Se forem  geridos em exclusivo pelo governo Português, as minhas expectativas serão muito baixas. Pois, para além de termos um governo com excessos de cautela, temos também uma cultura de “chico espertismo” assustadora.
Na situação actual, e apesar dos apoios serem poucos, para muitos até são de mais. É olhar para o lado e ver quem pode reter mais por menos.
Até agora, penso que o problema base dos apoios não foi propriamente os fundos per si, mas a falta de coordenação e controlo na distribuição. Entendo que para o poder governamental o desafio é imenso, mas a eficácia na resposta aos desafios é que prova o valor das pessoas que constituem o nosso quadro de liderança.
 
 
Se do ponto de vista do negócio, o ano de 2020 foi particularmente difícil, o que mudou na sua vida pessoal nestes últimos meses?
Ora vejamos… Em boa verdade, não me lembro de ter tido vida pessoal nos últimos meses!
Se profissionalmente a exigência foi enorme, particularmente não foi diferente. Este ano resumiu-se à contínua reorganização da minha logística familiar de forma a adaptar tranquilamente os meus pais e filhos às novas realidades que têm surgido.

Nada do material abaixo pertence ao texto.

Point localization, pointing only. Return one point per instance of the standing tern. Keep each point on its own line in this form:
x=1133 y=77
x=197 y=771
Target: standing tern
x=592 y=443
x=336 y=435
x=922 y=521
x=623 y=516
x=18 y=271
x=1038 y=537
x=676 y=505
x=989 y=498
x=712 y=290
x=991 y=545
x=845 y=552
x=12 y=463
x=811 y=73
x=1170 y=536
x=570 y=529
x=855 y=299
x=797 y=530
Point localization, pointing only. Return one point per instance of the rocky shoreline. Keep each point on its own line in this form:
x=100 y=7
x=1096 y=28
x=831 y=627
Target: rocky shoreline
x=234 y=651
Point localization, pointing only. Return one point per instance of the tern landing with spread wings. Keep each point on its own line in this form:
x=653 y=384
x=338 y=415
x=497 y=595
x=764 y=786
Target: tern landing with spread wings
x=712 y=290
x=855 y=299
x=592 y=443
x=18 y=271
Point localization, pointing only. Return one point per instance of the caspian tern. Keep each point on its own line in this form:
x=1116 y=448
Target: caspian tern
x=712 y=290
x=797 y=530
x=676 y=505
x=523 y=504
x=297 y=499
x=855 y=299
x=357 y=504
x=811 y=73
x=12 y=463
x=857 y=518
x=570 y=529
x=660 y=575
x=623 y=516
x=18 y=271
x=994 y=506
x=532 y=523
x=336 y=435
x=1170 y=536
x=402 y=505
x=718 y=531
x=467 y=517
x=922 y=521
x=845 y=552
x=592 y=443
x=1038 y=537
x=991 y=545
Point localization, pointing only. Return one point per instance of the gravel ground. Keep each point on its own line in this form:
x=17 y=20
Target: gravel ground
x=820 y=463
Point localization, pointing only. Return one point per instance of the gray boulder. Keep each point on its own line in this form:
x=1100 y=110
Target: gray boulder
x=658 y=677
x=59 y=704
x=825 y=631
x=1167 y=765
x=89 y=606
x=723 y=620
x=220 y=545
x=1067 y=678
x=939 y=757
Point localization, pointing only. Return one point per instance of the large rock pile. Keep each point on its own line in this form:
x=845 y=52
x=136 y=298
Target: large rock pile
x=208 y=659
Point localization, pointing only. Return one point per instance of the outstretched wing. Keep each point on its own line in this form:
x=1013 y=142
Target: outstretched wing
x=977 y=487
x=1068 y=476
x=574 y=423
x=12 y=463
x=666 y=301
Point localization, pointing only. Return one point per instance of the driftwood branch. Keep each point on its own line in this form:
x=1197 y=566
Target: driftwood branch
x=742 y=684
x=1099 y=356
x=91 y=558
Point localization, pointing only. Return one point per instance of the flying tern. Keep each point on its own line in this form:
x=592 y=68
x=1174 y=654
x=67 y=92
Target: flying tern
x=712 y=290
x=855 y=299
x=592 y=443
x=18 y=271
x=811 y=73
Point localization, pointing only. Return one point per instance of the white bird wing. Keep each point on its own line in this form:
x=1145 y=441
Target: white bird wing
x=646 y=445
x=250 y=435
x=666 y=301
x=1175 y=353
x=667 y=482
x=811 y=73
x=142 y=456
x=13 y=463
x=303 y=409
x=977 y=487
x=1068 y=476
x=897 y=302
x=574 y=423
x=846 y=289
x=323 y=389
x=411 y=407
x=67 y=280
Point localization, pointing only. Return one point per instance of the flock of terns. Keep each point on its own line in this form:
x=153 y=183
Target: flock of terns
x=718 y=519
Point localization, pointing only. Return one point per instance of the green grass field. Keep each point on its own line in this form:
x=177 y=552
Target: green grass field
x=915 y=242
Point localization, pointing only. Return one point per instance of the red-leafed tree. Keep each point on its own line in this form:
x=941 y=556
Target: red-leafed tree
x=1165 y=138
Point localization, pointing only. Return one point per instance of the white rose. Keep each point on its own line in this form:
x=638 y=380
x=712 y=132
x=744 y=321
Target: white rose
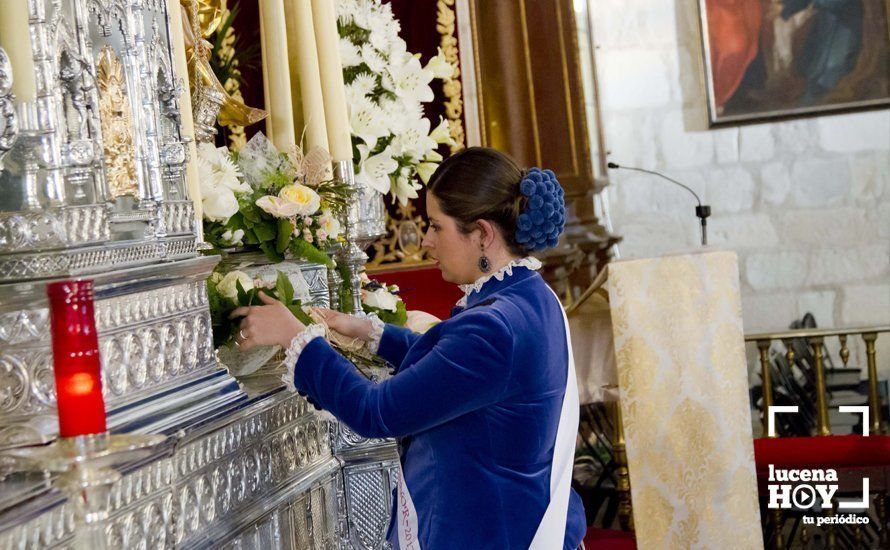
x=329 y=224
x=426 y=170
x=303 y=196
x=233 y=238
x=380 y=298
x=349 y=54
x=405 y=189
x=278 y=207
x=219 y=204
x=420 y=321
x=440 y=67
x=442 y=133
x=227 y=286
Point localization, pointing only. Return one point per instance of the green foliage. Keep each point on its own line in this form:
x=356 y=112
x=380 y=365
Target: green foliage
x=345 y=287
x=225 y=329
x=398 y=317
x=243 y=55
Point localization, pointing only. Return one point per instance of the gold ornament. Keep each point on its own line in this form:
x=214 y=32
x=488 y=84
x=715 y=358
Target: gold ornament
x=452 y=88
x=117 y=126
x=201 y=19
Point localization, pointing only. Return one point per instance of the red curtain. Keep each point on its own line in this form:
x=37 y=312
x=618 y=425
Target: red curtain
x=733 y=33
x=423 y=289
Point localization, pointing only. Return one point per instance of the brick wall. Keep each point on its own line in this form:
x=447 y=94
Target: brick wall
x=805 y=203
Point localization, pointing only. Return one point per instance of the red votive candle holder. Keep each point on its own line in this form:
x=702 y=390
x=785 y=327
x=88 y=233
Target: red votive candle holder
x=76 y=358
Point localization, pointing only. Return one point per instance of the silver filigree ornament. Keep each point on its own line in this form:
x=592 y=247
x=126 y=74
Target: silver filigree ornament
x=9 y=129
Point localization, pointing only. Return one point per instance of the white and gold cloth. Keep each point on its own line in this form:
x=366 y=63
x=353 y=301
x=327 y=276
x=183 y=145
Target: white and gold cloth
x=683 y=391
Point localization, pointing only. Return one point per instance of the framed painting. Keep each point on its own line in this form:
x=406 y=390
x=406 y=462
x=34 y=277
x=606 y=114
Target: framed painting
x=768 y=59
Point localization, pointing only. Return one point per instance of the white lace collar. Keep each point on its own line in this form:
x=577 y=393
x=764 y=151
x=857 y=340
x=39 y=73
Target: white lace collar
x=529 y=262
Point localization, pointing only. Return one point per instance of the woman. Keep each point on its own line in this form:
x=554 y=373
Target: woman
x=485 y=402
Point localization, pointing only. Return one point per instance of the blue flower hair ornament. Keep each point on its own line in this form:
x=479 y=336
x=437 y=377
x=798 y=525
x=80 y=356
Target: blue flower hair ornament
x=544 y=216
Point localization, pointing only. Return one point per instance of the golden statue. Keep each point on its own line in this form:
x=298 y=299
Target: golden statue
x=200 y=19
x=117 y=126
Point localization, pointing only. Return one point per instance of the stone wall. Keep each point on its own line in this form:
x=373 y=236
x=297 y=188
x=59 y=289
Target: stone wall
x=805 y=203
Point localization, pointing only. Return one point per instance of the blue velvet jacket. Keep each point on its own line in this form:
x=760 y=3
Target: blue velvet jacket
x=480 y=396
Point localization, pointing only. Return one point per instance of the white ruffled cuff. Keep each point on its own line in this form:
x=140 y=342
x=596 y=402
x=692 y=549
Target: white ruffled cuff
x=377 y=326
x=292 y=354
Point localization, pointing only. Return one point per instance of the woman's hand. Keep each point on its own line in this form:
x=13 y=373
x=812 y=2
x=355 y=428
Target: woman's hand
x=345 y=324
x=266 y=325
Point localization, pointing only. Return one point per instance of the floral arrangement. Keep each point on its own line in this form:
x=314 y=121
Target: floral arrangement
x=386 y=87
x=384 y=301
x=281 y=203
x=236 y=289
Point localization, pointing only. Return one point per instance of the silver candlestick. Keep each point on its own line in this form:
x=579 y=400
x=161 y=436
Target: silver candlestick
x=9 y=129
x=86 y=466
x=351 y=254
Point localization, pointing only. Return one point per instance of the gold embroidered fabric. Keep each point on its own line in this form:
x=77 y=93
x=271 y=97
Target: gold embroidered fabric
x=679 y=352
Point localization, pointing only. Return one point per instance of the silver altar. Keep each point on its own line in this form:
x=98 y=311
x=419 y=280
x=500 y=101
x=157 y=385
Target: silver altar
x=92 y=183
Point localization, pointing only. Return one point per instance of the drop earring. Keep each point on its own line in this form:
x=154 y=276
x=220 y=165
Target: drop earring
x=484 y=262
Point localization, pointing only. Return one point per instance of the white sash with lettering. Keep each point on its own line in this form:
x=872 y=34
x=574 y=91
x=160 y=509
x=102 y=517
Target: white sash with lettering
x=406 y=517
x=552 y=529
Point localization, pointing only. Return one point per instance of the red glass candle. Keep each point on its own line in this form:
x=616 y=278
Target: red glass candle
x=76 y=358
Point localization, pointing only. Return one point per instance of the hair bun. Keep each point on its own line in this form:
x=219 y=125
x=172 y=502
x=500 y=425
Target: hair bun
x=544 y=217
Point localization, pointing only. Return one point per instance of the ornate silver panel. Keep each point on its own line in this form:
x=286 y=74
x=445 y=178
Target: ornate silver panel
x=216 y=487
x=55 y=228
x=368 y=490
x=154 y=336
x=345 y=440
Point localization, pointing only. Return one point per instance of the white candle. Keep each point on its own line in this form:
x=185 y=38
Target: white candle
x=304 y=72
x=15 y=39
x=187 y=119
x=276 y=76
x=324 y=18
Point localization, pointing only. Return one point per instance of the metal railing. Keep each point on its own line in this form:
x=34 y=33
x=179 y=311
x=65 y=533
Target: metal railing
x=816 y=338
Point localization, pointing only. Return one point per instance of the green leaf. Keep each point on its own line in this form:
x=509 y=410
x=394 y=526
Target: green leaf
x=285 y=231
x=285 y=289
x=297 y=309
x=243 y=298
x=264 y=231
x=250 y=237
x=301 y=249
x=269 y=250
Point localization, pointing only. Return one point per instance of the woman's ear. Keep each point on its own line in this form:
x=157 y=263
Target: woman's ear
x=486 y=233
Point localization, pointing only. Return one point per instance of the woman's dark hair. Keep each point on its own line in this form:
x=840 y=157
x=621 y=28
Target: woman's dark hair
x=480 y=183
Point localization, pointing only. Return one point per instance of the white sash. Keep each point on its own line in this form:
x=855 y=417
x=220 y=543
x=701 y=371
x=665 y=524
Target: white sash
x=552 y=529
x=406 y=517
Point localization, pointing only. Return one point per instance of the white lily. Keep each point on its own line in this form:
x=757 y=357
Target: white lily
x=219 y=204
x=414 y=140
x=373 y=59
x=367 y=120
x=227 y=285
x=440 y=67
x=407 y=79
x=400 y=113
x=374 y=171
x=405 y=189
x=425 y=171
x=279 y=207
x=349 y=53
x=362 y=86
x=442 y=133
x=433 y=156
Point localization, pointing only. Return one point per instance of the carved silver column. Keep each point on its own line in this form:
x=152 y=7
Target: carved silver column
x=9 y=128
x=351 y=254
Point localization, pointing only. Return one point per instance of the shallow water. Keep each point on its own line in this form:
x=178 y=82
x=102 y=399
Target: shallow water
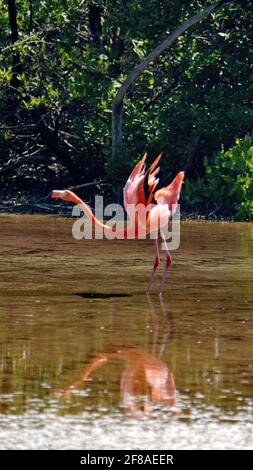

Com tantas incertezas e mudanças não sobra espaço/tempo para a empresária, mãe e filha ser “pessoa”…estou em modo “stand-by pandémico”.
 
Saudade foi a palavra eleita pelos portugueses para resumir o ano der 2020. De que sente mais saudades?
A nível particular, tenho saudades do Porto: dos espaços culturais, dos restaurantes, da alegria nas ruas e ladeiras da baixa a qualquer hora do dia ou da noite.

A nível profissional tenho saudades das iniciativas do “Jobel em Movimento”…  é um espaço não físico onde a equipa da JOBEL dinamiza várias atividades que permitem a nossa convivência muito para além das solas. Entre muitas outras coisas, sinto falta da happy hour das sextas ao fim da tarde no nosso jardim. Sinto falta da descontração extra laboral… de nos rirmos juntos e eu conseguir ver o sorriso deles sem máscaras.